The governor said congressional Republicans are being frustrated by a lack of credibility on the party’s No. 1 tenet: fiscal responsibility.

“That’s why no one is paying any attention,” he said. “Our moral soapbox was completely taken away from us because of our behavior in the last few years. For us to now criticize analogous behavior is hypocrisy. We’ve got to come at it a different way. We’ve got to prove the point. It can’t be as the Chinese would say, ‘fei hua,’ [or] empty words.”

Mr. Huntsman, a U.S. ambassador to Singapore under President George H.W. Bush, speaks fluent Mandarin Chinese.

Mr. Pence said opposing the stimulus bill was the right decision and that Republicans have tried to come up with alternatives, such as their financial rescue alternative package last year and a counter to Democrats’ stimulus plan that relied on tax cuts.

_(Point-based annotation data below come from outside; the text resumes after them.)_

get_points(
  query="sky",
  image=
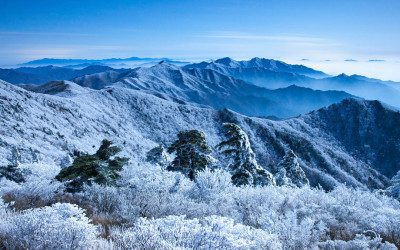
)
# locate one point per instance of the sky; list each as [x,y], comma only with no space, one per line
[352,36]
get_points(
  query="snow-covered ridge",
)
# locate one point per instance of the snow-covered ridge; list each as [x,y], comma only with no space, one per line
[48,127]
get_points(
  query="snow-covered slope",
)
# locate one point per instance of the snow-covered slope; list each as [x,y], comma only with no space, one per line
[212,88]
[41,75]
[275,74]
[49,127]
[59,88]
[229,66]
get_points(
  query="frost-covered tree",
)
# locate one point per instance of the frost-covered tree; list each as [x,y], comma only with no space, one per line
[66,161]
[394,189]
[101,168]
[192,153]
[243,164]
[16,157]
[61,226]
[12,173]
[289,172]
[158,156]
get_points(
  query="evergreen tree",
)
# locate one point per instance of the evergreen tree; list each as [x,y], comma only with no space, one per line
[243,164]
[394,189]
[192,153]
[12,173]
[101,168]
[158,156]
[290,173]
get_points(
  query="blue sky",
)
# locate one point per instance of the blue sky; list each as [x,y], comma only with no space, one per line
[315,30]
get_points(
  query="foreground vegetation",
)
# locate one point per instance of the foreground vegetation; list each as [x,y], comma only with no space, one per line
[150,207]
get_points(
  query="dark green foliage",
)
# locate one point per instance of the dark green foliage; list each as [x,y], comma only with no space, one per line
[192,153]
[243,164]
[106,150]
[11,173]
[99,168]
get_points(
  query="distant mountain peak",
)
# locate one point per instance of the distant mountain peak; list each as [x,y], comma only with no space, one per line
[227,61]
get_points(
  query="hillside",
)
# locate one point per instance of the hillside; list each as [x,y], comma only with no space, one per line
[49,127]
[212,88]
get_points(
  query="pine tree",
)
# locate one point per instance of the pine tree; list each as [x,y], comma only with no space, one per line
[66,161]
[192,153]
[101,168]
[243,164]
[394,189]
[158,156]
[289,172]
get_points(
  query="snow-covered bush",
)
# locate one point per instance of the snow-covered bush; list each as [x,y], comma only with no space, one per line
[147,198]
[158,155]
[192,153]
[394,189]
[209,233]
[38,189]
[61,226]
[242,160]
[289,172]
[360,242]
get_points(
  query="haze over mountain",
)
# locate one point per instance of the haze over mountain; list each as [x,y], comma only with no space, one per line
[329,148]
[43,74]
[209,87]
[275,74]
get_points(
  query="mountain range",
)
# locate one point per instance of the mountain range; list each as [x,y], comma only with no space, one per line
[342,143]
[338,137]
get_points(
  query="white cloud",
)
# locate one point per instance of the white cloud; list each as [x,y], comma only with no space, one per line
[245,36]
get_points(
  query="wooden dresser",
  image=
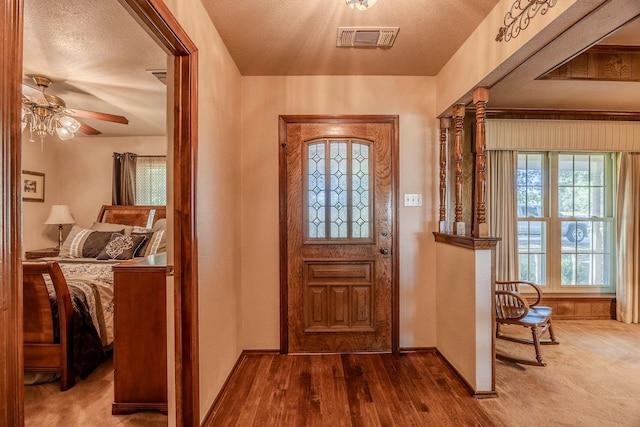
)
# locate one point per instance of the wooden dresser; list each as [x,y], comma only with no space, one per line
[140,346]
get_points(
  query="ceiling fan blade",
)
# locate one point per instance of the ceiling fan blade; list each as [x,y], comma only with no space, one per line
[88,130]
[100,116]
[34,95]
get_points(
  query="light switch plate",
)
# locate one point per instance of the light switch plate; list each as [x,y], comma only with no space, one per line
[413,199]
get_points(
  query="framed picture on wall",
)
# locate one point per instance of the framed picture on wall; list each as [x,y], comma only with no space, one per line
[32,186]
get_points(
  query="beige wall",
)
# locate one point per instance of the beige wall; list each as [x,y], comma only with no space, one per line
[39,158]
[464,319]
[263,100]
[86,169]
[78,174]
[478,61]
[218,200]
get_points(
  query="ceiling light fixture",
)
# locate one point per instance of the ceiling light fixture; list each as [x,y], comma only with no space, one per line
[360,4]
[49,115]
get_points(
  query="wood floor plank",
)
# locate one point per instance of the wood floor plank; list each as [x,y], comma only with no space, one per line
[591,379]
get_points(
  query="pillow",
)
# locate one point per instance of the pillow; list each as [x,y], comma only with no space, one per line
[85,243]
[121,246]
[114,228]
[160,224]
[147,238]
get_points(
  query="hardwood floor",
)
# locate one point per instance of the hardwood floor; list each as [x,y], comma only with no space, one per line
[88,403]
[415,389]
[591,379]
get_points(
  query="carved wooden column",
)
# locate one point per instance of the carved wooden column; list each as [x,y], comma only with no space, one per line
[480,226]
[458,118]
[445,124]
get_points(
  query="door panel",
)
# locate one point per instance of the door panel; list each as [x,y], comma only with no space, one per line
[337,247]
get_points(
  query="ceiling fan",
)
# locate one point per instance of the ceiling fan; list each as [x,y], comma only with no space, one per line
[45,113]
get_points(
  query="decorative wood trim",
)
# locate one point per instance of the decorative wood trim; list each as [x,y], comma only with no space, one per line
[600,63]
[519,16]
[445,124]
[11,367]
[465,383]
[480,226]
[458,118]
[350,119]
[469,242]
[284,288]
[156,18]
[542,114]
[405,350]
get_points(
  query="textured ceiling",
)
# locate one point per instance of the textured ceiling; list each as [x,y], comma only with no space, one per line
[294,37]
[97,57]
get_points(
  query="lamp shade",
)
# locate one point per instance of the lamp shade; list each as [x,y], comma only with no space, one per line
[60,215]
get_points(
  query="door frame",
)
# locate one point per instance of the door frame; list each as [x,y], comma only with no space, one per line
[285,120]
[159,22]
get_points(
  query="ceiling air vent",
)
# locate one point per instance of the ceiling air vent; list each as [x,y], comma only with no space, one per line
[366,36]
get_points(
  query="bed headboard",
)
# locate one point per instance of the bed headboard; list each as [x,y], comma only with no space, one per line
[143,216]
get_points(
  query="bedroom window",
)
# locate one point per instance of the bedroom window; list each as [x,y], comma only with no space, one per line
[566,220]
[151,180]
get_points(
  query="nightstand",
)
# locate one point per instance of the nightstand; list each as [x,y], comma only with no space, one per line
[41,253]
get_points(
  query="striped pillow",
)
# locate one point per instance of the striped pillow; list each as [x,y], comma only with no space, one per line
[85,243]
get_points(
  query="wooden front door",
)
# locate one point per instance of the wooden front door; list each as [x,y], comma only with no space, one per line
[338,233]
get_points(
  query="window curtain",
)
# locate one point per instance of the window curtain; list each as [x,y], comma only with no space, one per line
[628,227]
[503,211]
[124,179]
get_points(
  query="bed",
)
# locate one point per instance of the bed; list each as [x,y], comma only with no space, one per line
[68,300]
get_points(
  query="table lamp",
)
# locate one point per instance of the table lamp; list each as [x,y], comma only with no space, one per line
[60,215]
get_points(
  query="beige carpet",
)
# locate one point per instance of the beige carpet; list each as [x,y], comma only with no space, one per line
[591,379]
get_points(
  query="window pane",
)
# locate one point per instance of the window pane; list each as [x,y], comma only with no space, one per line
[338,190]
[316,190]
[532,234]
[586,253]
[151,180]
[532,242]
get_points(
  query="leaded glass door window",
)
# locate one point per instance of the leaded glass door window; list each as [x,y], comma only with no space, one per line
[338,189]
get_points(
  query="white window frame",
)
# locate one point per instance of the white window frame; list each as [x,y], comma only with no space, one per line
[141,180]
[553,221]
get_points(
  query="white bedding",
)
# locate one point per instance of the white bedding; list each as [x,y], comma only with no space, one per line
[95,279]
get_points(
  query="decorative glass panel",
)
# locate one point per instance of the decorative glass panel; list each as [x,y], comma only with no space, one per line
[360,198]
[316,191]
[338,190]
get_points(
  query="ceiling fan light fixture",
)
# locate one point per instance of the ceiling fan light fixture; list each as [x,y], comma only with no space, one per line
[64,133]
[69,123]
[360,4]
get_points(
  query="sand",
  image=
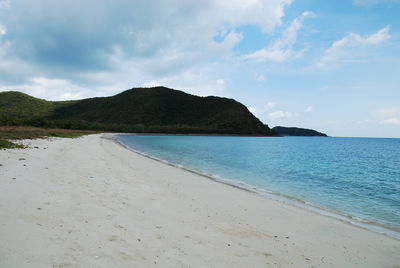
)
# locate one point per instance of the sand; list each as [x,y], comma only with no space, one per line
[89,202]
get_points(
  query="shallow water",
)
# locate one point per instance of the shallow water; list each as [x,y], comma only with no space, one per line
[357,177]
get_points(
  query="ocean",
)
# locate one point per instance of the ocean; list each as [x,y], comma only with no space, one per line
[354,179]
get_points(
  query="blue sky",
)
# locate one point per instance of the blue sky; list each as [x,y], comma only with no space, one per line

“My hope is that not only governors but everyday Americans will begin to realize in increasing measure that we’re not just the party of ‘no,’ we’re offering substantive alternatives,” said Mr. Pence, who said Republicans have lost credibility on spending, though he pointed out that he had opposed big-government expansions such as President George W. Bush’s Medicare prescription drug program.